You’ve reached a new level.

Maybe you just landed the COO role, took over the family business, or finally pushed your own venture past the survival stage. You put in the late nights, mastered the details, and proved you could deliver.

You have the title, the team, and the reputation. By all accounts, you’ve arrived.

So why doesn’t it feel more secure?

It’s a strange paradox I see often: as leaders achieve more success, they often feel more anxious, not less. The stakes feel higher, and the fear of dropping the ball can be intense.

This isn’t just in your head. It’s a phenomenon I call The Risk Inversion.

The Instinct to Grip Tighter

In the early days of your career, your personal involvement was your safety mechanism. If a project was off the rails, you jumped in and fixed it. If a client was unhappy, you handled it personally.

Your heroism reduced the risk. You were The Operator, and your sheer personal output was the engine that drove success.

But now, the scope is bigger. The complexity has multiplied. And because you care deeply about doing a good job, it’s natural to default to the strategy that has always worked before: Work harder.

When we feel that familiar anxiety, the instinct is to grip the wheel tighter; we dive back into the details. We rewrite the emails. We “just quickly” fix the spreadsheet because it’s faster than explaining it.

It feels responsible. It feels like “leading from the front.”

But I invite you to consider a counterintuitive shift: At this level, your personal involvement is increasing the risk.

You Become the Bottle Neck

It comes from a good place—a desire to protect the quality of the work. You know that if you step back, things might slip. A deadline might be missed. A detail might be overlooked.

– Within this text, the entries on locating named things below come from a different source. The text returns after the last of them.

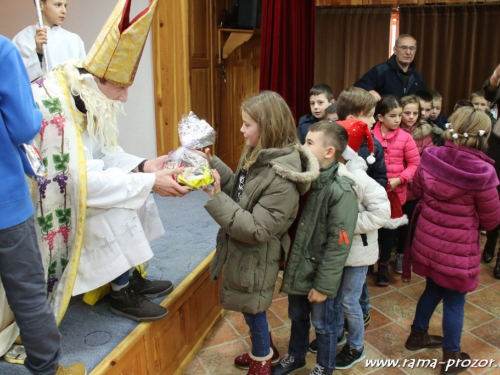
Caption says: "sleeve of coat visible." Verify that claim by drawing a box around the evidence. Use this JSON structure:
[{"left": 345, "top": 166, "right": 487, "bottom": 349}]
[
  {"left": 354, "top": 176, "right": 391, "bottom": 234},
  {"left": 476, "top": 187, "right": 500, "bottom": 231},
  {"left": 399, "top": 136, "right": 420, "bottom": 183},
  {"left": 313, "top": 184, "right": 358, "bottom": 297},
  {"left": 205, "top": 177, "right": 299, "bottom": 245},
  {"left": 363, "top": 136, "right": 387, "bottom": 189},
  {"left": 210, "top": 156, "right": 236, "bottom": 195}
]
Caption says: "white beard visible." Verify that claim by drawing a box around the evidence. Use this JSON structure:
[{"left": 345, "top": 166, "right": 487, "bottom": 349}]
[{"left": 63, "top": 63, "right": 123, "bottom": 153}]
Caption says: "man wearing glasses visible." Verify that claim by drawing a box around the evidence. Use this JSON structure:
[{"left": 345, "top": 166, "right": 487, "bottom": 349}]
[{"left": 354, "top": 34, "right": 426, "bottom": 100}]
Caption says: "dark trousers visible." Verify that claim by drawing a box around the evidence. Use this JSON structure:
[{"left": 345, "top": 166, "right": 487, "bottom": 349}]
[{"left": 0, "top": 217, "right": 62, "bottom": 375}]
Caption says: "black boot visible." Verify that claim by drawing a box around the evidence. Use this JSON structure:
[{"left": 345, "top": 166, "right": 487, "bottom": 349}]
[
  {"left": 377, "top": 262, "right": 389, "bottom": 286},
  {"left": 129, "top": 270, "right": 174, "bottom": 298},
  {"left": 405, "top": 326, "right": 443, "bottom": 350},
  {"left": 441, "top": 349, "right": 471, "bottom": 375},
  {"left": 493, "top": 251, "right": 500, "bottom": 280},
  {"left": 109, "top": 285, "right": 168, "bottom": 322}
]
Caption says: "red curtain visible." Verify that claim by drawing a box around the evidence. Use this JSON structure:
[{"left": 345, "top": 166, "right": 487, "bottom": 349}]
[{"left": 260, "top": 0, "right": 316, "bottom": 119}]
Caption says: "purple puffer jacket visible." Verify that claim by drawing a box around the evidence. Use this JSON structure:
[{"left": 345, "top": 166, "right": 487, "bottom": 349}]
[
  {"left": 373, "top": 121, "right": 420, "bottom": 205},
  {"left": 403, "top": 141, "right": 500, "bottom": 292}
]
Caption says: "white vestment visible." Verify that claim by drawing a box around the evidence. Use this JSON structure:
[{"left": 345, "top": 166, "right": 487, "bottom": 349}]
[
  {"left": 73, "top": 136, "right": 165, "bottom": 295},
  {"left": 12, "top": 25, "right": 86, "bottom": 81}
]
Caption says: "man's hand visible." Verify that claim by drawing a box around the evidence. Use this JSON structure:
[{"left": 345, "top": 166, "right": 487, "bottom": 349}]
[
  {"left": 153, "top": 168, "right": 189, "bottom": 197},
  {"left": 144, "top": 155, "right": 167, "bottom": 173},
  {"left": 35, "top": 28, "right": 47, "bottom": 55},
  {"left": 200, "top": 171, "right": 220, "bottom": 198},
  {"left": 368, "top": 90, "right": 382, "bottom": 102},
  {"left": 307, "top": 288, "right": 328, "bottom": 303}
]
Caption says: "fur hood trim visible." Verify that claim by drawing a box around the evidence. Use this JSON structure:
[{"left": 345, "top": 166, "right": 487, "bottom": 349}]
[{"left": 384, "top": 214, "right": 408, "bottom": 229}]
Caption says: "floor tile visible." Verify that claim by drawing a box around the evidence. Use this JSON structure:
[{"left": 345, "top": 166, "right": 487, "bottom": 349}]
[{"left": 370, "top": 291, "right": 415, "bottom": 320}]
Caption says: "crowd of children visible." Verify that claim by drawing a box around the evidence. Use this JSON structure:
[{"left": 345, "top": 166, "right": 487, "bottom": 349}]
[{"left": 212, "top": 76, "right": 500, "bottom": 375}]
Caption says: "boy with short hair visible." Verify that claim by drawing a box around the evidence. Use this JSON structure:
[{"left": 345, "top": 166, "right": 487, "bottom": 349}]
[
  {"left": 325, "top": 102, "right": 339, "bottom": 122},
  {"left": 273, "top": 121, "right": 358, "bottom": 375},
  {"left": 429, "top": 90, "right": 448, "bottom": 130},
  {"left": 414, "top": 90, "right": 433, "bottom": 122},
  {"left": 297, "top": 83, "right": 335, "bottom": 144}
]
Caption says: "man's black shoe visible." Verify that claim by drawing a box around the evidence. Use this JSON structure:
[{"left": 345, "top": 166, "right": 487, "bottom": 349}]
[
  {"left": 109, "top": 285, "right": 168, "bottom": 322},
  {"left": 129, "top": 270, "right": 174, "bottom": 298},
  {"left": 271, "top": 353, "right": 306, "bottom": 375}
]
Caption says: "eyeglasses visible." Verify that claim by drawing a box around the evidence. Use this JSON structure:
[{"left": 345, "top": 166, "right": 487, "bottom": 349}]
[{"left": 396, "top": 46, "right": 417, "bottom": 52}]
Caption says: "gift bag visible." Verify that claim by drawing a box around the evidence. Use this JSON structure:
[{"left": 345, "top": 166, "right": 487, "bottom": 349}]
[{"left": 163, "top": 111, "right": 216, "bottom": 190}]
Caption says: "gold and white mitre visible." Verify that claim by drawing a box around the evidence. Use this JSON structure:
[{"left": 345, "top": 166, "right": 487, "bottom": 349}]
[{"left": 83, "top": 0, "right": 158, "bottom": 87}]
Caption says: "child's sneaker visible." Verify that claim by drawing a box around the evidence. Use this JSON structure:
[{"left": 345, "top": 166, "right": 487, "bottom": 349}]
[
  {"left": 309, "top": 363, "right": 333, "bottom": 375},
  {"left": 309, "top": 331, "right": 347, "bottom": 353},
  {"left": 335, "top": 344, "right": 365, "bottom": 370},
  {"left": 272, "top": 353, "right": 306, "bottom": 375},
  {"left": 394, "top": 254, "right": 403, "bottom": 273}
]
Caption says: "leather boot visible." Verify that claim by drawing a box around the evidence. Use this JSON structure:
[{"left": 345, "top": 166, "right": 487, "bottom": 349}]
[
  {"left": 441, "top": 349, "right": 471, "bottom": 375},
  {"left": 493, "top": 251, "right": 500, "bottom": 280},
  {"left": 377, "top": 262, "right": 389, "bottom": 286},
  {"left": 234, "top": 332, "right": 280, "bottom": 370},
  {"left": 405, "top": 326, "right": 443, "bottom": 350},
  {"left": 483, "top": 241, "right": 497, "bottom": 263},
  {"left": 247, "top": 349, "right": 273, "bottom": 375}
]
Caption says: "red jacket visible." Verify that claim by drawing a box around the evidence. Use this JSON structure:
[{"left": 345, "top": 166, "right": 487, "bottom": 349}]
[
  {"left": 403, "top": 141, "right": 500, "bottom": 292},
  {"left": 373, "top": 122, "right": 420, "bottom": 205}
]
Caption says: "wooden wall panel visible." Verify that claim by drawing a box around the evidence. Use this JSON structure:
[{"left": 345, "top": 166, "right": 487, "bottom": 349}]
[{"left": 152, "top": 0, "right": 191, "bottom": 155}]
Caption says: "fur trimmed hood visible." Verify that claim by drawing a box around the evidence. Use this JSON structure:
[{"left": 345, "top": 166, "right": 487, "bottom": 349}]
[{"left": 270, "top": 146, "right": 319, "bottom": 195}]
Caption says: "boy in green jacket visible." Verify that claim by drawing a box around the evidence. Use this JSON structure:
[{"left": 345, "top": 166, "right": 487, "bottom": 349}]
[{"left": 273, "top": 121, "right": 358, "bottom": 375}]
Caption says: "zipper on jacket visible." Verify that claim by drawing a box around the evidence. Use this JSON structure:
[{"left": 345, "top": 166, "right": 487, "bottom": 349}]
[{"left": 339, "top": 228, "right": 349, "bottom": 245}]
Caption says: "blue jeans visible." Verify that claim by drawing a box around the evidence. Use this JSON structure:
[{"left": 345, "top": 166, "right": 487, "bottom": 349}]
[
  {"left": 413, "top": 277, "right": 467, "bottom": 352},
  {"left": 288, "top": 294, "right": 337, "bottom": 370},
  {"left": 334, "top": 266, "right": 368, "bottom": 350},
  {"left": 359, "top": 278, "right": 372, "bottom": 318},
  {"left": 0, "top": 217, "right": 62, "bottom": 375},
  {"left": 243, "top": 311, "right": 271, "bottom": 358}
]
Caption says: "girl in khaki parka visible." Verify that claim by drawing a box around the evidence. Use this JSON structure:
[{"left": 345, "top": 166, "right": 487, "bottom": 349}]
[{"left": 198, "top": 91, "right": 319, "bottom": 375}]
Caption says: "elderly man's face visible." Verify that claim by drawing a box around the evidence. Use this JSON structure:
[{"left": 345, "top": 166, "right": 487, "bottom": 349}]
[{"left": 393, "top": 37, "right": 417, "bottom": 67}]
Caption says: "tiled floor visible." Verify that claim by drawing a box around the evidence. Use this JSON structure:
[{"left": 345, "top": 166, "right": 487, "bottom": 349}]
[{"left": 183, "top": 241, "right": 500, "bottom": 375}]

But when we dive back into the day-to-day to “guarantee” the result, we inadvertently cap the team’s capacity.

I see this happen with so many talented leaders. They are exhausted, not because they aren’t capable, but because they are trying to carry the weight of the entire organization.

By stepping in, we unintentionally train our teams—talented people who crave autonomy—to wait for permission. We teach them that we will always catch their mistakes, so they stop looking for them.

It creates a loop where you feel you must be involved to prevent failure, but your involvement prevents the team from growing enough to handle the failure on their own.

The Shift to Architect

Navigating this requires a shift in how we see our value.

It’s a move from being The Operator (who gets value from doing the work) to The Architect (who gets value from building the system that does the work).

This can feel unsettling. It feels like letting go of the steering wheel as the car speeds up. It requires trusting the systems you build and the people you lead, even when they do things differently than you would.

But this shift is the only way to build a sustainable future—for you and your team.

Where are you gripping the wheel a little too tightly today? What might happen if you let go, just a little?